Part-whole. Many data sources include a notion of being a part of or a member of something. Part-whole knowledge can be transitive, such as that of geographic containment, exemplified by New York City being a part of New York State, which is also part of the United states. Other part-of notions, such as member-of are not necessarily transitive. A third category of part-whole knowledge is expressed with the material or the building blocks of an object, such as food being made of food ingredients. A useful distinction between these three notions of part-whole: physical part of (sunroof – car), member of (musician – duet), and substance of (steel – boiler), is provided by WebChild. In addition, the importance of this commonsense dimension is shown by HasPartKB , which is an entire resource dedicated to part-whole relations.
Spatial. Spatial relations describe terms relating to or occupying space. This may entail indicating a usual location of a concept, as in the location property in wikidata or the AtLocation in ConceptNet. ConceptNet expresses locations for geographic entities, for example Boston is at location Massachusetts, as well as for things that can contain things: butter is at location refrigerator. Similarly to the latter case, Wikidata includes an example that toasters are located in kitchens. A weaker spatial relation is one of spatial proximity in WebChild or ConceptNet, specifying that, e.g., bikes are located near roads. While Visual Genome does not explicitly have a spatial relation, concepts occurring in the same image region can be represented with the LocatedNear relation . Example such statements include food being located near a plate or a table.
This dimension describes the process or the agent that brought something into existence. ConceptNet gives an example that a cake is created by the bake process, COMET has information that food is created from plants, while Wikidata states that rifle factories create shotguns. Table 2 reveals that no other source has creation information.
Utility.

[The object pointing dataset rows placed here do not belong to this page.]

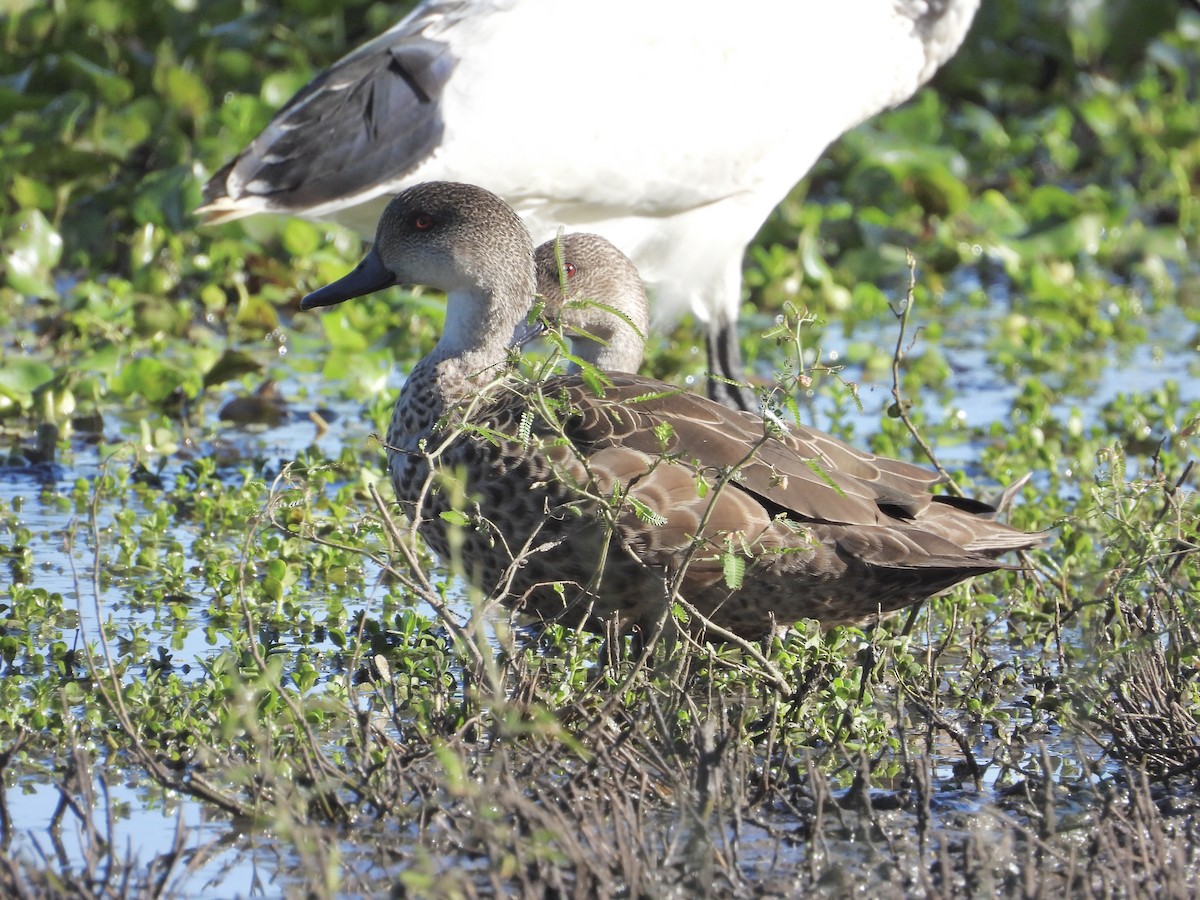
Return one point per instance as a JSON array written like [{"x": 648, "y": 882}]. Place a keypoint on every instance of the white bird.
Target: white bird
[
  {"x": 599, "y": 504},
  {"x": 671, "y": 127}
]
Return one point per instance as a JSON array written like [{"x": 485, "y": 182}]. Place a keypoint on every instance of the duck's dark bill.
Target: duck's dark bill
[
  {"x": 528, "y": 331},
  {"x": 367, "y": 276}
]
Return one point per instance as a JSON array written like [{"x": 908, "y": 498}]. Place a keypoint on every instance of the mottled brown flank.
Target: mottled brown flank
[
  {"x": 857, "y": 537},
  {"x": 595, "y": 510}
]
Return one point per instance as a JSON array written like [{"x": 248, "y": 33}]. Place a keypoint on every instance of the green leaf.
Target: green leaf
[
  {"x": 455, "y": 517},
  {"x": 735, "y": 569},
  {"x": 34, "y": 250}
]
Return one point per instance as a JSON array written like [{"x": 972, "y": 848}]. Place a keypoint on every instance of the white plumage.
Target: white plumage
[{"x": 672, "y": 127}]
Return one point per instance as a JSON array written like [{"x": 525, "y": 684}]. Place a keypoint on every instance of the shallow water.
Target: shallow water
[{"x": 227, "y": 857}]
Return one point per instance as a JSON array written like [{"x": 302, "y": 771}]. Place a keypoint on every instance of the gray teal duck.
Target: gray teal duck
[{"x": 600, "y": 508}]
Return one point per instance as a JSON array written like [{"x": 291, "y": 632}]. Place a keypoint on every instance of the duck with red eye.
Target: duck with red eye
[
  {"x": 604, "y": 508},
  {"x": 593, "y": 292}
]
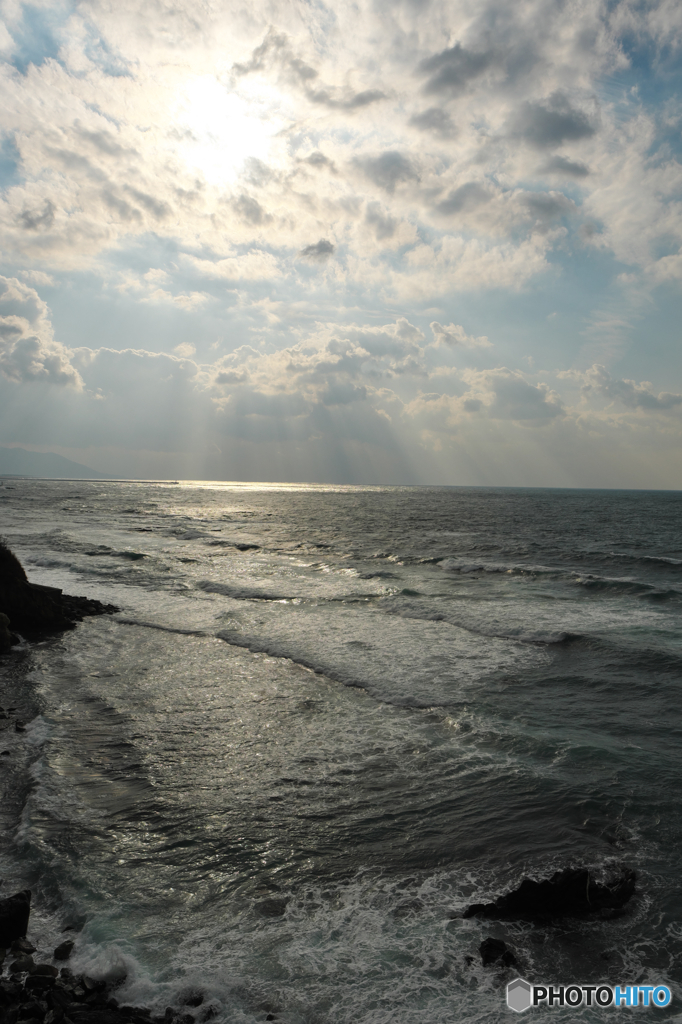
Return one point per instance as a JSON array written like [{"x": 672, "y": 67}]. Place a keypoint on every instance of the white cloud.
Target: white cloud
[
  {"x": 28, "y": 349},
  {"x": 454, "y": 335}
]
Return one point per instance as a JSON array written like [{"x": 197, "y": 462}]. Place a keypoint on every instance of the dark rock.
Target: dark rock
[
  {"x": 24, "y": 965},
  {"x": 571, "y": 893},
  {"x": 33, "y": 608},
  {"x": 193, "y": 999},
  {"x": 271, "y": 907},
  {"x": 34, "y": 1010},
  {"x": 14, "y": 912},
  {"x": 47, "y": 970},
  {"x": 6, "y": 639},
  {"x": 495, "y": 951},
  {"x": 38, "y": 982},
  {"x": 23, "y": 946}
]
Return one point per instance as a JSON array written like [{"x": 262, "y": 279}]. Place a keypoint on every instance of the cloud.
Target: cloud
[
  {"x": 506, "y": 394},
  {"x": 455, "y": 335},
  {"x": 434, "y": 120},
  {"x": 253, "y": 265},
  {"x": 34, "y": 220},
  {"x": 380, "y": 221},
  {"x": 565, "y": 167},
  {"x": 552, "y": 123},
  {"x": 466, "y": 197},
  {"x": 276, "y": 51},
  {"x": 28, "y": 349},
  {"x": 453, "y": 70},
  {"x": 318, "y": 252},
  {"x": 545, "y": 208},
  {"x": 629, "y": 392},
  {"x": 388, "y": 169}
]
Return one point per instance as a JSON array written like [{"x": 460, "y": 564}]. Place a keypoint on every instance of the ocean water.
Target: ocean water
[{"x": 328, "y": 719}]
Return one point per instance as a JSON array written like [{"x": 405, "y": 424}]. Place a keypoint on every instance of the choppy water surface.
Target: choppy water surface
[{"x": 326, "y": 720}]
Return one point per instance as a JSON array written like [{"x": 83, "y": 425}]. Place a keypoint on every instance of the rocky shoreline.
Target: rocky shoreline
[
  {"x": 33, "y": 609},
  {"x": 49, "y": 993}
]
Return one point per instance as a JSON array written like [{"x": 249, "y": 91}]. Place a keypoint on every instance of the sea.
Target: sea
[{"x": 324, "y": 722}]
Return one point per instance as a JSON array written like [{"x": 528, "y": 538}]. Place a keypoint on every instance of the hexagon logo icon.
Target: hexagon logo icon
[{"x": 518, "y": 995}]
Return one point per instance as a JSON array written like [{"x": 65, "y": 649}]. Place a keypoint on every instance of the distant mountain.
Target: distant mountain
[{"x": 18, "y": 462}]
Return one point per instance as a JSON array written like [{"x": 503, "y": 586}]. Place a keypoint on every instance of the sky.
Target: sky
[{"x": 406, "y": 242}]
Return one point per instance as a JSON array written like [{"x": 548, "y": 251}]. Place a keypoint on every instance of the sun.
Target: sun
[{"x": 221, "y": 129}]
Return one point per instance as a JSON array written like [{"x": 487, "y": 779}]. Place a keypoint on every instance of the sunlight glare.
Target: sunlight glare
[{"x": 223, "y": 129}]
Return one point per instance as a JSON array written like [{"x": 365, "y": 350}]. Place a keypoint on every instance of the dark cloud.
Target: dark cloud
[
  {"x": 561, "y": 165},
  {"x": 629, "y": 392},
  {"x": 382, "y": 223},
  {"x": 545, "y": 125},
  {"x": 33, "y": 220},
  {"x": 320, "y": 251},
  {"x": 467, "y": 197},
  {"x": 434, "y": 120},
  {"x": 388, "y": 169},
  {"x": 452, "y": 70}
]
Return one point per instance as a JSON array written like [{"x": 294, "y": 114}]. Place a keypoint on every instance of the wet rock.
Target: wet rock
[
  {"x": 271, "y": 907},
  {"x": 24, "y": 965},
  {"x": 47, "y": 970},
  {"x": 14, "y": 912},
  {"x": 571, "y": 893},
  {"x": 64, "y": 950},
  {"x": 193, "y": 999},
  {"x": 6, "y": 638},
  {"x": 33, "y": 608},
  {"x": 38, "y": 982},
  {"x": 496, "y": 952}
]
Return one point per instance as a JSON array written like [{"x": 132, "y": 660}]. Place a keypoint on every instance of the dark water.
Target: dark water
[{"x": 326, "y": 720}]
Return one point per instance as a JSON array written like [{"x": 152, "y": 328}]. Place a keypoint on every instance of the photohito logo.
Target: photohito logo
[{"x": 521, "y": 995}]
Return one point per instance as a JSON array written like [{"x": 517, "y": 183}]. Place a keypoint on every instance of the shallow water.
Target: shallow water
[{"x": 325, "y": 720}]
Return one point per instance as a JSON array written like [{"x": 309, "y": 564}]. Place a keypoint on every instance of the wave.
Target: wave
[
  {"x": 162, "y": 628},
  {"x": 241, "y": 593},
  {"x": 590, "y": 582}
]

This dimension covers a notion of fitness or usefulness of objects for some purpose.
ConceptNet’s relation UsedFor expresses knowledge that ‘the purpose of A is B’, with an example of food being used for pleasure or nourishment.
Wikidata has several similar relations: use, used by, and uses, which can express that platter is used for food presentation, or food is used by organisms.
ConceptNet includes the notion of CapableOf, described as ‘A is capable of B if A can typically do B’, like food being capable of going rotten, or knives being capable of cutting. Another related notion is that of receiving an action: a button may receive the push action. While a button does not have the sole purpose of being pushed, it is capable of receiving that action, and by inference, it may respond to the action.
Desire or goal. This dimension covers knowledge about agent desires or goals. An agent may want to have something or wish for something to happen. The agent typically has certain goals, aims, and/or plans, that may motivate or explain those desires.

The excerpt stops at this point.